Kommentar

kontertext: Schweigen ist nicht nichts

Felix Schneider © zvg

Felix Schneider /  Schweigen kann Strategie oder Drohung, Feigheit oder Widerstand sein. Und sogar Kunst. Ein Beitrag der kontertext-Schweige-Serie.

Der Philosoph und Soziologe Theodor W. Adorno (1903-1969) hört, dass sein Kollege, der Philosoph Martin Heidegger (1889-1976), mit Bauern zusammen gewesen sei und mit ihnen stundenlang begeistert geschwiegen habe. Adorno soll bemerkt haben: Man hätte aber schon gerne gewusst, worüber sie geschwiegen haben. 
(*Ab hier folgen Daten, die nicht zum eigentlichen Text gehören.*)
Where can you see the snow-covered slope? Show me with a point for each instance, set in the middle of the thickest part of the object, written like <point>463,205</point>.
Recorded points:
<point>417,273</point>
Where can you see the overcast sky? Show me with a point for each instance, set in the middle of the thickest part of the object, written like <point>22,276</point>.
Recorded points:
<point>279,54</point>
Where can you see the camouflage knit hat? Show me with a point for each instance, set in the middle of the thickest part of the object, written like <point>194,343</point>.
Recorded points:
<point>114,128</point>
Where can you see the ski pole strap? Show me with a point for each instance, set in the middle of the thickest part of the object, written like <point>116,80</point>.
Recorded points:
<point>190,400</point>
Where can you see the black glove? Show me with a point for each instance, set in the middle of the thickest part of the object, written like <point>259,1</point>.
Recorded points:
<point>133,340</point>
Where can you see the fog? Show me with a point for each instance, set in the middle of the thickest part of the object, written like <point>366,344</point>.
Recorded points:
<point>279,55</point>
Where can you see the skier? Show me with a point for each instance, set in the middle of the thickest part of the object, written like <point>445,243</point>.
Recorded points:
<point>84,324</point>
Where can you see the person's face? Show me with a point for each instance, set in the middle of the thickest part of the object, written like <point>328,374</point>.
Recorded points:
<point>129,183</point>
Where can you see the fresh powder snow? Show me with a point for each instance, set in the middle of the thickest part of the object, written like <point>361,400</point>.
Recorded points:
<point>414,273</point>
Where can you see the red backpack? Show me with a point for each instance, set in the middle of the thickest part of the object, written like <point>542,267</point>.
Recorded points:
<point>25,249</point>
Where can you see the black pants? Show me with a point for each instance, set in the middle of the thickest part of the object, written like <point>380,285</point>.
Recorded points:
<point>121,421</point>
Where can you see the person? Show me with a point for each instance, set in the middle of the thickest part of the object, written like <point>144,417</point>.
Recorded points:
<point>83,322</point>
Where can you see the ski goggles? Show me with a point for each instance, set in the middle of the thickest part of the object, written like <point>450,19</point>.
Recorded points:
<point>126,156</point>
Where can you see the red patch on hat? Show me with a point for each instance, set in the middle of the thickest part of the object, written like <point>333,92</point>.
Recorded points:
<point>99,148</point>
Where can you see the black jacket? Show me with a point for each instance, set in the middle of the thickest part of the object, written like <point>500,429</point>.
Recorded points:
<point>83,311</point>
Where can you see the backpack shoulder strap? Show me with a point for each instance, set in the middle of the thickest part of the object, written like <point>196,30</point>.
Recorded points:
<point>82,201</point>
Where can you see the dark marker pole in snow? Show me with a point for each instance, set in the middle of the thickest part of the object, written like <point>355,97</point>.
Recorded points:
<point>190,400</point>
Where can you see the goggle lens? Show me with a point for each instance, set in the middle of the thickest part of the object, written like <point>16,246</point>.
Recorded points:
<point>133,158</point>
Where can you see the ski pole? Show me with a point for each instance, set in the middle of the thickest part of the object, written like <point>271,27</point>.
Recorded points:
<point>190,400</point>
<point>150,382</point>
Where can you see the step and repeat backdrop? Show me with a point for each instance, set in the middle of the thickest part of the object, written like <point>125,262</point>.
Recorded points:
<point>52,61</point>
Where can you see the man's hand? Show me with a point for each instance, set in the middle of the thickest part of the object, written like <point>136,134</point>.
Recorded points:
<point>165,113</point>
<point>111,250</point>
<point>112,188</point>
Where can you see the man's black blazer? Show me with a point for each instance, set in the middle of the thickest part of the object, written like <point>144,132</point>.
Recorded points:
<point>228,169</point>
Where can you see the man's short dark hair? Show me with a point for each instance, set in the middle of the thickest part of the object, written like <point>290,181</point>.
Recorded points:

Ob Adorno den Spruch wirklich gesagt oder in seinem umfangreichen Werk überliefert hat, weiss ich nicht. Aber die Anekdote ist gut, weil sie in Erinnerung ruft, dass Schweigen immer einen Kontext hat. Schweigen ist nicht einfach nichts,  sondern bestimmt von dem, was vor oder nach ihm liegt, vom Zweck, dem es unterliegt, von den Personen, die beteiligt sind. Schweigen ist beredt. 

Absichtsvolles Schweigen

Schweigen wird oft strategisch eingesetzt, als Teil einer Dramaturgie:  im Theater zum Beispiel oder beim Erzählen ganz allgemein. Schweigen erweckt Erwartungen. Der Cliffhanger nutzt das. Langes Schweigen in Gremien oder Konversationen erhöht die Aufmerksamkeit und Neugierde der anderen. Schweigen kann in der Grellheit und im Lärm der Medien bewusste Verweigerung, bewusstes Nichtmitmachen sein, ein Akt des Widerstandes geradezu. Schweigemärsche vertrauen dieser Kraft. Der extremste Fall dieser Art von Schweigen ist das Schweigen unter der Folter.

Bedrohliches Schweigen

In der Sprache der Mächtigen gibt es Lücken, die bedrohlich wirken und auch so wirken sollen. Das Schweigen und Verschweigen dient ihnen als Waffe. Präsident Trump ist ein Meister dieses einschüchternden Diskurses. Er lässt immer wieder bewusst aus, was er genau meint, um Ängste zu erwecken. Er droht mit Zöllen, mit Gewalt, mit Repression, mit Krieg, präzisiert aber nicht, was er beabsichtigt und wann er handeln will.  Auffällig oft notieren Journalisten und Journalistinnen, was Trump merkwürdiger Weise nicht gesagt habe. Sie rätseln dann über seine Absichten und begeben sich schon allein dadurch in eine unterwürfige Position. Zum Diskurs von oben gehört auch das machtverschleiernde diplomatische Schweigen: No comment! 

Feiges Schweigen

Wer schweigt stimmt zu, sagt ein altes Prinzip. Jedenfalls, so müsste man noch hinzufügen, wenn er die Möglichkeit zu reden hätte. Das feige Schweigen der Neutralen ist in der Schweiz ein bekanntes Phänomen. Es grenzt ans Verschweigen, toleriert durch Nichtkommentar, wodurch Komplizenschaft und moralische Mitschuld entstehen können. Derzeit werden insbesondere palästinensische Stimmen zum Verstummen gebracht, um sich das Grauen in Gaza, das Unrecht in der Westbank und unangenehme politische Probleme vom Leib zu halten. Die Beispiele sind zahlreich. Drei von vielen: Bundesrat Cassis bleibt stumm auch nach dem Gaza-Apell, den 135‘000 Leute unterschrieben haben. Die Basler Internetzeitung bajour drückt sich vor einem Interview mit Atef Abu Saif, der als gebürtiger Gazaoui vom Leben, Leiden und Sterben der Lokalen zu erzählen weiss. Die Uni Bern verweigert Vertreterinnen von Amnesty International und der Uno ihre Räume. Sie verlangt jetzt auch schon, wie die SRG, «Ausgewogenheit». 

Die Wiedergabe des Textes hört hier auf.